Vu la procédure suivante :

Par une requête et un mémoire, enregistrés les 31 mai et 26 novembre 2023, M. A C, représenté par Me Prelaud, demande au tribunal :

1°) d’annuler l’arrêté du 10 mai 2023 par lequel le préfet de la Loire-Atlantique lui a fait obligation de quitter le territoire français dans un délai de trente jours et a fixé le pays à destination duquel il est susceptible d’être éloigné ;

2°) d’enjoindre au préfet de la Loire-Atlantique de lui délivrer un titre de séjour portant la mention « vie privée et familiale » ou, à défaut, de réexaminer sa situation et de lui remettre, dans l’attente, une autorisation provisoire de séjour l’autorisant à occuper un emploi, dans un délai d’un mois à compter de la notification du jugement à intervenir, sous astreinte de 100 euros par jour de retard ;

3°) de mettre à la charge de l’Etat la somme de 1 500 euros au titre des articles 37 de la loi du 10 juillet 1991 et L. 761-1 du code de justice administrative.

Il soutient que :

Sur la décision portant obligation de quitter le territoire français :

— elle est insuffisamment motivée ;

— elle n’a pas été prise à l’issue d’un examen particulier de sa situation ;

— son droit d’être entendu n’a pas été respecté ;

— elle est entachée d’une erreur de fait, en ce qu’elle énonce qu’il est célibataire ;

— elle est entachée d’une erreur de droit, en l’absence de saisine du collège des médecins de l’Office français pour l’immigration et l’intégration ;

— elle méconnaît l’article 8 de la convention européenne de sauvegarde des droits de l’homme et des libertés fondamentales ;

— elle méconnaît l’article 3 de la convention européenne de sauvegarde des droits de l’homme et des libertés fondamentales et l’article 33 de la convention de Genève relative au statut des réfugiés ;

— elle est entachée d’une erreur manifeste dans l’appréciation de ses conséquences sur sa situation personnelle ;

Sur la décision fixant le pays de renvoi :

— elle est illégale dès lors qu’elle est fondée sur une décision entachée d’illégalité ;

— elle est insuffisamment motivée ;

— elle méconnaît l’article 3 de la convention européenne de sauvegarde des droits de l’homme et des libertés fondamentales et l’article L. 721-4 du code de l’entrée et du séjour des étrangers et du droit d’asile ;

Par un mémoire en défense enregistré le 17 novembre 2023, le préfet de la Loire-Atlantique conclut au rejet de la requête. Il soutient que les moyens invoqués par le requérant sont infondés.

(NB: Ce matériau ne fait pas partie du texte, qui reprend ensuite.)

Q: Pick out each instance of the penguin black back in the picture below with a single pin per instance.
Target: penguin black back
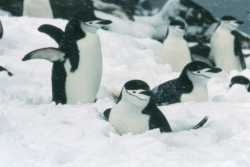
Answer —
(170, 92)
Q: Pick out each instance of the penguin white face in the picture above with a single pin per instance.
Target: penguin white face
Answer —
(136, 92)
(230, 23)
(93, 25)
(199, 71)
(136, 97)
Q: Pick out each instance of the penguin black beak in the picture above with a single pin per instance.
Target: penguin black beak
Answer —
(239, 22)
(27, 57)
(215, 70)
(147, 93)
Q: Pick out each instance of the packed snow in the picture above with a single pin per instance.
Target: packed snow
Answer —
(34, 132)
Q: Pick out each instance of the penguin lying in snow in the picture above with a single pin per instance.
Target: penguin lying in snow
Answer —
(226, 48)
(77, 63)
(191, 85)
(1, 30)
(136, 112)
(7, 71)
(175, 50)
(238, 91)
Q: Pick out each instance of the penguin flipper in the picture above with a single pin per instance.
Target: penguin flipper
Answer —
(1, 30)
(50, 54)
(106, 114)
(8, 72)
(201, 123)
(53, 31)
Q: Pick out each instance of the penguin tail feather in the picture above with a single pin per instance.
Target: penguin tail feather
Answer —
(201, 123)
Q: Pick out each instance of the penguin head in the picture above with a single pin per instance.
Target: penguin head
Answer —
(200, 72)
(94, 25)
(230, 22)
(240, 81)
(136, 92)
(88, 20)
(177, 27)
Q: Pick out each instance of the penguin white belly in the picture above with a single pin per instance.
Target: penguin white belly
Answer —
(127, 118)
(37, 8)
(222, 50)
(176, 53)
(199, 94)
(83, 84)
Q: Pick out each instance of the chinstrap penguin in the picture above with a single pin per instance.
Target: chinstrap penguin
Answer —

M. C a été admis au bénéfice de l’aide juridictionnelle totale par une décision du 27 novembre 2023

Le président du tribunal a délégué à M. B les pouvoirs qui lui sont attribués par l’article L. 614-5 du code de l’entrée et du séjour des étrangers et du droit d’asile.

Vu les autres pièces du dossier ;

Vu :

— la convention de Genève du 28 juillet 1951 relative au statut des réfugiés ;

— la convention européenne de sauvegarde des droits de l’homme et des libertés fondamentales ;

— le code des relations entre le public et l’administration ;

— le code de l’entrée et du séjour des étrangers et du droit d’asile ;

— la loi n° 91-647 du 10 juillet 1991 ;

— le code de justice administrative ;

Les parties ont été régulièrement averties du jour de l’audience.

Au cours de l’audience publique du 28 novembre 2023, à 11 heures, M. B :

— a lu son rapport,

— a entendu les observations de Me Prelaud, représentant M. C,

— a constaté que le préfet de la Loire-Atlantique n’était ni présent, ni représenté,

— et a prononcé la clôture de l’instruction.

Considérant ce qui suit :

1. M. C, ressortissant nigérian né le 23 janvier 1989, entré en France selon ses dires le 15 mai 2021, a été définitivement débouté du droit d’asile par une décision de la Cour nationale du droit d’asile en date du 9 novembre 2022. Sa demande de réexamen a été rejetée par une décision du directeur général de l’office français de protection des réfugiés et du droit d’asile notifiée le 5 janvier 2023. Par un arrêté du 10 mai 2023, dont l’intéressé demande l’annulation, le préfet de la Loire-Atlantique lui a fait obligation de quitter le territoire français dans un délai de trente jours et a fixé le pays à destination duquel il est susceptible d’être éloigné.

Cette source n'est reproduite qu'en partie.